15.Mayıs.1174 de Vefatının 842, yıldönümünde Bu büyük komutana Allah’tan Rahmet dileyerek başlamak istiyorum.

Yıllar önce dinlediğim ve çok etkilendiğim bu menkıbe veya keramet mi? Siz nasıl kabul ederseniz edin, benim çok hoşuma gitmişti. El-Emir'ul-Adil (Adil hükümdar) lakaplı Emir Nureddin Zengi’nin Ölüm Yıldönümünde sizlerle paylaşmak istedim.

On ikinci asırda Haçlı seferlerinin en şiddetli yıllarında, Haçlı birliklerine kan kusturan Büyük Selçuklu Türk devletinin hükümdarı Rükneddin Mesut’un damadıdır. Suriye’de bulunan Halep ve civarında ki 50 şehrin Emiridir. Selahaddin Eyyubi nin Emiri ve Komutanıdır. Nureddin Zengi Oğuz Türklerinin Avşar Boyundandır.

1162 senesinde bir rüyâ görür Peygamber efendimiz (s.a.v.) rüyasında 3 adamı sultan'a göstererek,"Nureddin! Bu adamlardan beni kurtar!" diye buyurur. 

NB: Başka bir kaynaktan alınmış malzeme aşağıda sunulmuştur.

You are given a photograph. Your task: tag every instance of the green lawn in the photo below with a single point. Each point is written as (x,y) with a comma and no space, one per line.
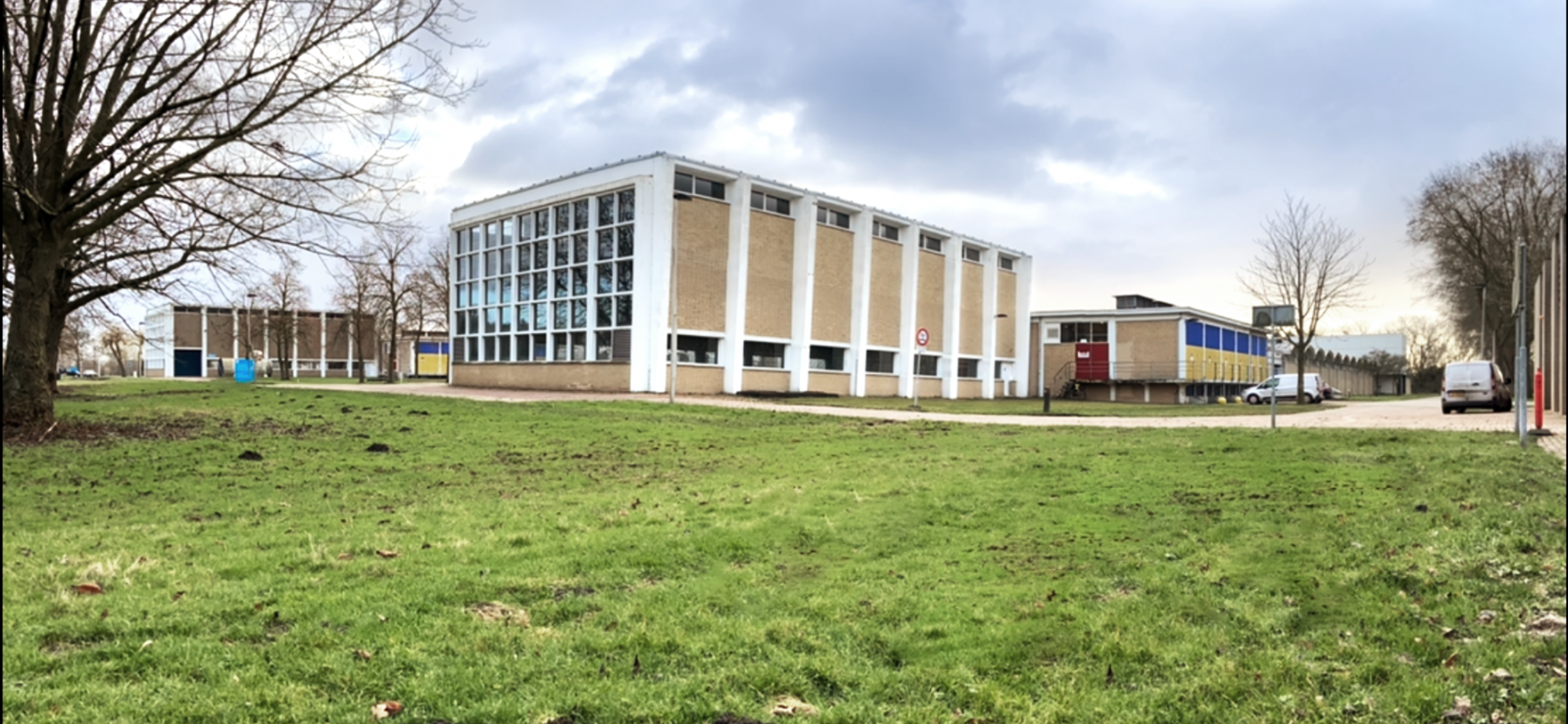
(680,563)
(1059,408)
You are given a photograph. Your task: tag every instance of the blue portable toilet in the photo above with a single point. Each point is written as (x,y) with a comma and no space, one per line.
(243,370)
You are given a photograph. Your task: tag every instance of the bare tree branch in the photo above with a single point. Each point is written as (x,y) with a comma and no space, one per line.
(1310,262)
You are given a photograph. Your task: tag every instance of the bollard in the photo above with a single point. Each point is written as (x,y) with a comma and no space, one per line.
(1540,389)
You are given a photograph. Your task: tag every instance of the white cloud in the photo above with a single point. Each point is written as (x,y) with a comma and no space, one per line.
(1079,174)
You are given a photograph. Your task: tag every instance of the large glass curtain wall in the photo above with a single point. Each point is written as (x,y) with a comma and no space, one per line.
(549,286)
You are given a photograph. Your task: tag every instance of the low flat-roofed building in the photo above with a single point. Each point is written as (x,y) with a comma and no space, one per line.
(567,284)
(1145,352)
(189,340)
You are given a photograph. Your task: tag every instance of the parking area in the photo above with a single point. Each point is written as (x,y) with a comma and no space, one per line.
(1399,414)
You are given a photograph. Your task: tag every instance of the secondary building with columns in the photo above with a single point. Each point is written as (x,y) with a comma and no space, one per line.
(576,284)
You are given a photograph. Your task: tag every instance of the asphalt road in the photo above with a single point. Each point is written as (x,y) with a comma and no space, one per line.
(1398,414)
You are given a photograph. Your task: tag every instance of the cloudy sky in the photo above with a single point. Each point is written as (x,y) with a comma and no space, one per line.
(1129,146)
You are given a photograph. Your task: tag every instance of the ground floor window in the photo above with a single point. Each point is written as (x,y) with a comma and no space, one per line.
(767,355)
(693,350)
(827,358)
(880,363)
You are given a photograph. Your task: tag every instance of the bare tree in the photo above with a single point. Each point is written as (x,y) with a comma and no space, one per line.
(1310,262)
(1429,348)
(391,259)
(1468,220)
(281,297)
(118,342)
(142,138)
(355,292)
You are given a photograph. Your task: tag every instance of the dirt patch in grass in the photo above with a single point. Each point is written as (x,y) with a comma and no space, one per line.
(491,612)
(90,431)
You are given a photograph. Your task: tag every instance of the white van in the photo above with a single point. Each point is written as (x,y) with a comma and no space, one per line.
(1476,384)
(1285,387)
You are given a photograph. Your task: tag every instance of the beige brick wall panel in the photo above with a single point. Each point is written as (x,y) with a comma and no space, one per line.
(703,259)
(1007,305)
(887,292)
(187,329)
(221,337)
(833,286)
(1147,342)
(764,381)
(971,313)
(310,337)
(882,386)
(770,275)
(599,376)
(337,332)
(830,383)
(929,298)
(1035,361)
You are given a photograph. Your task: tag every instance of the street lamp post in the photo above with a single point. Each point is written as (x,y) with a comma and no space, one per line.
(675,276)
(1484,352)
(250,311)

Uykudan uyanır, abdest alıp tekrar uyur, aynı rüyayı tekrar görür.                                Bu hal üç defa tekrar edince, Yatağından fırlayan Sultan, "Bu rüya doğru bir rüyadır. Resülüllah tehlikede." diye düşünerek, sabahı beklemeden, yanına Veziri ve sadık adamlarından 20 kişi alarak ve çok süratle giderek 16 günde Medine-i Münevvere'ye varır. Mescidi nebevide İki rekât namaz kılar, Resulullah Efendimizin kabrini ziyaret ederler. Veziri: Sultanın herkese sadaka dağıtacağını, Genç, ihtiyar herkesin Mescide gelip Sultanın elinden sadakasını alması için ilan yaptırır.

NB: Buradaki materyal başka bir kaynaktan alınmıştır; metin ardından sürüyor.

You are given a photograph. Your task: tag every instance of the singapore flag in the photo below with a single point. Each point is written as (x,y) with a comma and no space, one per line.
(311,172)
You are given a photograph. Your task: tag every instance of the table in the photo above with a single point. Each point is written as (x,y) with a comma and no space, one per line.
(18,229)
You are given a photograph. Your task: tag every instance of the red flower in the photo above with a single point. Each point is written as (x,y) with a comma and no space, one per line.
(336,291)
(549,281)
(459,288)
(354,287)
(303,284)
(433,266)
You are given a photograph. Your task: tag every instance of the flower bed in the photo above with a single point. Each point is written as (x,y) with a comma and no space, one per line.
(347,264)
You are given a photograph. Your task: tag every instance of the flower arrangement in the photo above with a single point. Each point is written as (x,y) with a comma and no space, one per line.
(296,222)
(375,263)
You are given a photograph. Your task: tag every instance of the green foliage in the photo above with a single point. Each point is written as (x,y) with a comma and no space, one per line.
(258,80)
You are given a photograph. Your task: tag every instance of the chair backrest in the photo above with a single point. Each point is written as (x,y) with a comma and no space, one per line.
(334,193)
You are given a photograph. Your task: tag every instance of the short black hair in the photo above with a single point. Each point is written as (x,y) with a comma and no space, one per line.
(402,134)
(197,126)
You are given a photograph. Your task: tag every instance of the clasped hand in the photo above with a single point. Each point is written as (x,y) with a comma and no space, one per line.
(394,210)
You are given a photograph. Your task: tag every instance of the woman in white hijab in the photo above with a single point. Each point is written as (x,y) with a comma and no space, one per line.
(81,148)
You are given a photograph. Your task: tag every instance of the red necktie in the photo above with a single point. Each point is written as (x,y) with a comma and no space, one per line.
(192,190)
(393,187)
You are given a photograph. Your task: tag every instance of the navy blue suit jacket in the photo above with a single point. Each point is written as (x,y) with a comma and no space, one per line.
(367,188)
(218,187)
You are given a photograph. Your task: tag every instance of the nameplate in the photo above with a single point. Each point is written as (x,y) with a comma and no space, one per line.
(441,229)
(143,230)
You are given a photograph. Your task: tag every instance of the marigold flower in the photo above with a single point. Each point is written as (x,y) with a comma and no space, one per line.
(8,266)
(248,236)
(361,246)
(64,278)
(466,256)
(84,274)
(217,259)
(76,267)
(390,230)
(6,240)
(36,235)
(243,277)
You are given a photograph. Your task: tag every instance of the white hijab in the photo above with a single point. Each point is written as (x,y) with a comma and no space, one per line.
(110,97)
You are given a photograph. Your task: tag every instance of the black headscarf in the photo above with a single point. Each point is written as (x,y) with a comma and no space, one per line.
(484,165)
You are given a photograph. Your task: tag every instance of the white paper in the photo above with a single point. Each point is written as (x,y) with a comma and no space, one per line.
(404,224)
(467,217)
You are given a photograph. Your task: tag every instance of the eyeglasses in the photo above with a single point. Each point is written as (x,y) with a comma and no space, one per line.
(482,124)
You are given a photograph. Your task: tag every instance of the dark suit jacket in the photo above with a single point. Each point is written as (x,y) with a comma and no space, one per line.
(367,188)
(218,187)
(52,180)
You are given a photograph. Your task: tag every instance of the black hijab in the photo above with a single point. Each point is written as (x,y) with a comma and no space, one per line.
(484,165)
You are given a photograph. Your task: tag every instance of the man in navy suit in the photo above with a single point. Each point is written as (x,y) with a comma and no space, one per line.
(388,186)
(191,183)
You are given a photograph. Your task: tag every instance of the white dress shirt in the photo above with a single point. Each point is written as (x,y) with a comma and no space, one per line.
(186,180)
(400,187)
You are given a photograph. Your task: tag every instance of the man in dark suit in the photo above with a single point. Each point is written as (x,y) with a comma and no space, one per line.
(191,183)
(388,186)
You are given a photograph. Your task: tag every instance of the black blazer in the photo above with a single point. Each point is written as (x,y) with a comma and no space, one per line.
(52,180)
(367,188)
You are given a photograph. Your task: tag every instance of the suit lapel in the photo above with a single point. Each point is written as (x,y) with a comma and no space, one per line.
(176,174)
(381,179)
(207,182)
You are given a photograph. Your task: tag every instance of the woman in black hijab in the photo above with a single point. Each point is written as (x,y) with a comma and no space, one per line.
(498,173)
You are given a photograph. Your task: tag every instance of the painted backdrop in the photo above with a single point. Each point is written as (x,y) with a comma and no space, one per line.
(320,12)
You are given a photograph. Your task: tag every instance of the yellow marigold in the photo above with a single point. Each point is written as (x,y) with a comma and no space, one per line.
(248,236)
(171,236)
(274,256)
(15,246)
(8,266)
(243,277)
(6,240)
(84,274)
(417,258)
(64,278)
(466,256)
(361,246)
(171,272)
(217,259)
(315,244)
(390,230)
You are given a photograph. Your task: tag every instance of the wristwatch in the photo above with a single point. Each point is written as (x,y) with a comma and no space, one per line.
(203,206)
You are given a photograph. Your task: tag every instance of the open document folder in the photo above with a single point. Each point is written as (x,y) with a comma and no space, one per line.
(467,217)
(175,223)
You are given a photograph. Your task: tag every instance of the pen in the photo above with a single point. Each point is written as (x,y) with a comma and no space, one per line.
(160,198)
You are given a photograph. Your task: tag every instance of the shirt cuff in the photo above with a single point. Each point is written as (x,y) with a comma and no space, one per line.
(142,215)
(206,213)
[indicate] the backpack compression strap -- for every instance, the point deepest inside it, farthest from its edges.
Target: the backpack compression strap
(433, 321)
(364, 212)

Halk, Sultan'ın bu ani ziyaretine hem sevinir, hem de şaşırır. Ertesi günü, genç-ihtiyar, kadın, erkek, çocuk bütün şehir halkı gelip sadakasını alır. Herkes gelip sultanın önünden geçer. 

         Sultan geçenler arasında rüyada kendisine gösterilen adamları göremez. "Buraya gelmeyen kimse kaldı mı?" diye şehrin valisine sorar. O da Sevgili peygamberimizin kabrinin bulunduğu yere yakın bir evde oturan 3 Mağribli nin gelmediğini söyler. 
Sultan derhal o 3 kişiyi zorla getirtir. Görür ki, bu adamlar rüyada kendisine gösterilen 3 kişidir. Derhal bunları tevkif ettirir. 
         Sultan maiyeti ile beraber bu eve gider ve eve girince görürler ki, evin içinde büyük bir tünel kazılmış ve tünelin ucu da Ravza-i mutahhara'ya iyice yaklaşmıştır. Mağribîleri muayene ettirir. Suçluların sünnetsiz ve Hıristiyan oldukları ortaya çıkar. Bunlar sorguya çekilince ifadelerinde; 
"Bizler Hıristiyan’ız Kralımız bize çok para verdi Hz. Muhammed’ naşını çalmamızı istedi. Bizde yeraltından tünel kazıp Peygamberin kabrine girip naşını çalıp Avrupa ya götürecektik." derler. 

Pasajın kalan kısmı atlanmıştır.